Decrypting only message product - is it possible?

Question

Ok, I'm looking for a way to be able to decrypt ONLY message product and not individual messages. The message product can contain an arbitrary number of messages as long as it's greater than some margin. Probably it's impossible, but I need to make sure.

Suppose it's some weird inverse DKG: you have 5 shares of a public key and can encrypt messages (numbers) using any share. However, you can decrypt only product of messages, that contains at least one message encrypted with each share. However, there is NO escrow key and no possibility to decrypt just one message.

I've been thinking about id-based encryption schemes, but it always seems to have escrow key and allows to decrypt individual messages. Commitments do not work with an arbitrary number (>=5) of messages in a product. Any ideas?

Is it even possible in theory to design such scheme?

I know, the problem is kind of weird, but it bugs me that I can't find a solution or prove that there is no solution at all.

Answer 1

What's wrong with the obvious solution:

1. Each party creates a public-private key pair.
2. The public key is the combination of all public keys.
3. Encryption is done in a nested fashion to all public keys.
4. Decryption is done sequentially by all holders of key shares.

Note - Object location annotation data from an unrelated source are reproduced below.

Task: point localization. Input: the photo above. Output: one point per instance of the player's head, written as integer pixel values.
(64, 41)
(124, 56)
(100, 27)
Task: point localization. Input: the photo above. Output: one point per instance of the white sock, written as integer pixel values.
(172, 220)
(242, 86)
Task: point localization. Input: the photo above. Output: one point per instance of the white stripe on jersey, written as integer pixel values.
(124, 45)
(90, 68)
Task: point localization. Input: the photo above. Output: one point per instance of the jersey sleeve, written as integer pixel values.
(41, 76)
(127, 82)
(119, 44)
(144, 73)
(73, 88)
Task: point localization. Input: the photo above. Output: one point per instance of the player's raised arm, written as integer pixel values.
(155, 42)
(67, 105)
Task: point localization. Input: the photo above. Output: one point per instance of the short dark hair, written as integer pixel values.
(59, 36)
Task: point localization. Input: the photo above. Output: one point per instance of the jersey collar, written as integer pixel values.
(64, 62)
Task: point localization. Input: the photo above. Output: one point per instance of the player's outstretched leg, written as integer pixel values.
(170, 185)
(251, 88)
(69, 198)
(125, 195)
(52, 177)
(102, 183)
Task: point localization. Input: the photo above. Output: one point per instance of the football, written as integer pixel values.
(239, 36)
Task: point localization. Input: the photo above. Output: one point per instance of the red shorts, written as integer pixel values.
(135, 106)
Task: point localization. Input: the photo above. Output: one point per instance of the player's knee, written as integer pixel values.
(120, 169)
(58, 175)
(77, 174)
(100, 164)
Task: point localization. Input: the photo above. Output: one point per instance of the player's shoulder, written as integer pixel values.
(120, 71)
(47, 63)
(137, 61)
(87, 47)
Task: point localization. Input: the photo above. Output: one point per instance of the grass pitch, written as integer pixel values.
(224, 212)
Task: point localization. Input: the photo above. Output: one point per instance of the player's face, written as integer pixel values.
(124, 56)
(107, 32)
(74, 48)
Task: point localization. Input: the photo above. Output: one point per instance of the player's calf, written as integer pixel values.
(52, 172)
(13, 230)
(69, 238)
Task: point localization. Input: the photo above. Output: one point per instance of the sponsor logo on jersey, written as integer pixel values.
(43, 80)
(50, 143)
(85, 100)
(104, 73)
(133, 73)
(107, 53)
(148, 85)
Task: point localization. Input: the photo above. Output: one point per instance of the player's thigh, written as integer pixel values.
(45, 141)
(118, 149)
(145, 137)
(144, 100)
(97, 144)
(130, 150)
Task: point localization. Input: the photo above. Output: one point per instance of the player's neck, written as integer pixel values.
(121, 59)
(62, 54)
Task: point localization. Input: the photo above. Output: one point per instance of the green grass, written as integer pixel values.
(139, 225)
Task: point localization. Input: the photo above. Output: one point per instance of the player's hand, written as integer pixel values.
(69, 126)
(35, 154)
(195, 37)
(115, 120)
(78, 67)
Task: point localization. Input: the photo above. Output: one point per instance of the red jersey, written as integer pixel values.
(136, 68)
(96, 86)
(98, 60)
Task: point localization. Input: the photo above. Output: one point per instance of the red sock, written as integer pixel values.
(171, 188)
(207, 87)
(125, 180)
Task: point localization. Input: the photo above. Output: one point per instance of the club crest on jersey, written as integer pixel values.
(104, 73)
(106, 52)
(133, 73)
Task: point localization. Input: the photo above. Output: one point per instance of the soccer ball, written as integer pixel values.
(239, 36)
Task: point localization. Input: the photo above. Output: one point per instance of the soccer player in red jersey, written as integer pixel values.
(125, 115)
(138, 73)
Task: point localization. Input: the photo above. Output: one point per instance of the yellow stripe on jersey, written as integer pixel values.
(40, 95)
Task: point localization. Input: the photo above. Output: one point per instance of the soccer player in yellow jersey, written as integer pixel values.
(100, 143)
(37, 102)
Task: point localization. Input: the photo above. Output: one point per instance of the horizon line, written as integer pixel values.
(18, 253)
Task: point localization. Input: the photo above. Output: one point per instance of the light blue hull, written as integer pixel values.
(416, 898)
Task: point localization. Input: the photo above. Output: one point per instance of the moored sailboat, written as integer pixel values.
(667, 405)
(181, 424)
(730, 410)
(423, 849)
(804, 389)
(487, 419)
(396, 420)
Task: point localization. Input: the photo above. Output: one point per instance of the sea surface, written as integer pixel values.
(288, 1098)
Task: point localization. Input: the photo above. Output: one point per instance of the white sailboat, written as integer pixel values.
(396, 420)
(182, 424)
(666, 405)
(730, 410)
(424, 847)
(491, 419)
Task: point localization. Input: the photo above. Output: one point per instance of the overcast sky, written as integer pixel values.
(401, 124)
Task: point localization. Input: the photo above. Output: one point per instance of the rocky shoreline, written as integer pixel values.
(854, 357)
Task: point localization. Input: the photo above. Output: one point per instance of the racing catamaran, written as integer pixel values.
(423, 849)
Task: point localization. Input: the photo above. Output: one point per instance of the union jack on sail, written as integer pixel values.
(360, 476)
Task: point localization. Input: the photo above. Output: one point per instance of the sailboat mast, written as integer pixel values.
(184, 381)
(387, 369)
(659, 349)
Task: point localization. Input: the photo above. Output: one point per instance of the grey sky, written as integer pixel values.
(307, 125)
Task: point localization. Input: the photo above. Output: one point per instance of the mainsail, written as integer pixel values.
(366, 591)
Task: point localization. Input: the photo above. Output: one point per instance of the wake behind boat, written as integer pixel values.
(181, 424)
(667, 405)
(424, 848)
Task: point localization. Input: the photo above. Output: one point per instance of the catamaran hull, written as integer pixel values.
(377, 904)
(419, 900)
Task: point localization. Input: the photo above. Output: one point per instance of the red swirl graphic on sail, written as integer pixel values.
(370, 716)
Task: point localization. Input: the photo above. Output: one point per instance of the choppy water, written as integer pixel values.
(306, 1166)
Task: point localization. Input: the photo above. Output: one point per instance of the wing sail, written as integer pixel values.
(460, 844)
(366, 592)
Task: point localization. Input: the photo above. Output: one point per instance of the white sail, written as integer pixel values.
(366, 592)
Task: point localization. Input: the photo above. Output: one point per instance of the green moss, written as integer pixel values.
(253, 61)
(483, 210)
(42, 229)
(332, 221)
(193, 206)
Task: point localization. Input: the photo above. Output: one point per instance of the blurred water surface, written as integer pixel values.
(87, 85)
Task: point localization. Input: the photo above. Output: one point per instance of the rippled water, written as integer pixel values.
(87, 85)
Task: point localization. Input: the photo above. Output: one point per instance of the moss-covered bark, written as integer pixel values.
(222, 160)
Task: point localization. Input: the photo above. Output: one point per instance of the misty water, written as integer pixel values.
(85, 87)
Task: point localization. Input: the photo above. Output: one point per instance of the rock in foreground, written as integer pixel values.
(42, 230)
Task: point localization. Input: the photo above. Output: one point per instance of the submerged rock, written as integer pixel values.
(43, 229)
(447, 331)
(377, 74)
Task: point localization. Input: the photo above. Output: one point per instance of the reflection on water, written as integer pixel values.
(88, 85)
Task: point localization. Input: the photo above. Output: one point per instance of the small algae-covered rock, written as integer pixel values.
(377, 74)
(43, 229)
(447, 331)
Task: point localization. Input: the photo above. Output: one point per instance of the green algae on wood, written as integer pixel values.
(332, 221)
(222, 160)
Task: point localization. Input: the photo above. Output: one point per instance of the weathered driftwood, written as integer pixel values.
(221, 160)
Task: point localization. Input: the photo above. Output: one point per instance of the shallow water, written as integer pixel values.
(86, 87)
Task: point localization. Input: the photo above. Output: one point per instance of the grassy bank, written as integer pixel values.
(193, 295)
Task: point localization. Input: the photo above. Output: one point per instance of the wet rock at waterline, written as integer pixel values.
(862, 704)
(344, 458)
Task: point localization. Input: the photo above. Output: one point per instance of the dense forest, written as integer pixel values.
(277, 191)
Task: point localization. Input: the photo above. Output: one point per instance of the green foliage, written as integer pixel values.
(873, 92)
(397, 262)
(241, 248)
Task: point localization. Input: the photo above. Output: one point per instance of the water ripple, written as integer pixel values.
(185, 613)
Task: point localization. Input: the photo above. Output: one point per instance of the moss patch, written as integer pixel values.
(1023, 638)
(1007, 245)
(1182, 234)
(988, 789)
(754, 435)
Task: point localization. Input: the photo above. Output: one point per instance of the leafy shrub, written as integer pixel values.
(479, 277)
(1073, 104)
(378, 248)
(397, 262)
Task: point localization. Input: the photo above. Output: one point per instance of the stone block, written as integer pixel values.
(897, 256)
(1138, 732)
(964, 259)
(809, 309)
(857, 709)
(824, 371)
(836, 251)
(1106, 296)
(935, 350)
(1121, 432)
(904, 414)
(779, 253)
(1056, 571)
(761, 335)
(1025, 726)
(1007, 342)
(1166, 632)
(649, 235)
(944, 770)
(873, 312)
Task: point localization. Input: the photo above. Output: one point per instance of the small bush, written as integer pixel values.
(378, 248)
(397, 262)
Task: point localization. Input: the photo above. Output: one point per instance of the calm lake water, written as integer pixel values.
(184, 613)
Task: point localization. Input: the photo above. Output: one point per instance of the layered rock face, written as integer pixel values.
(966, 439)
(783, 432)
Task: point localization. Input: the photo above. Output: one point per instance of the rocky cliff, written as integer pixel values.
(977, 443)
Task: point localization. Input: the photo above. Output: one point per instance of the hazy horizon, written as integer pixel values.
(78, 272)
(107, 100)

If some special property of a symmetric sharing scheme is desired replace the last two with 3. Encryption is done by creating shares according to the symmetric scheme and encrypting each share with a different public key 4. Decryption is performed just as in whatever symmetric sharing scheme was desired

Of course the size of the public key is linear in the number of shares. This is just the obvious solution not a great one.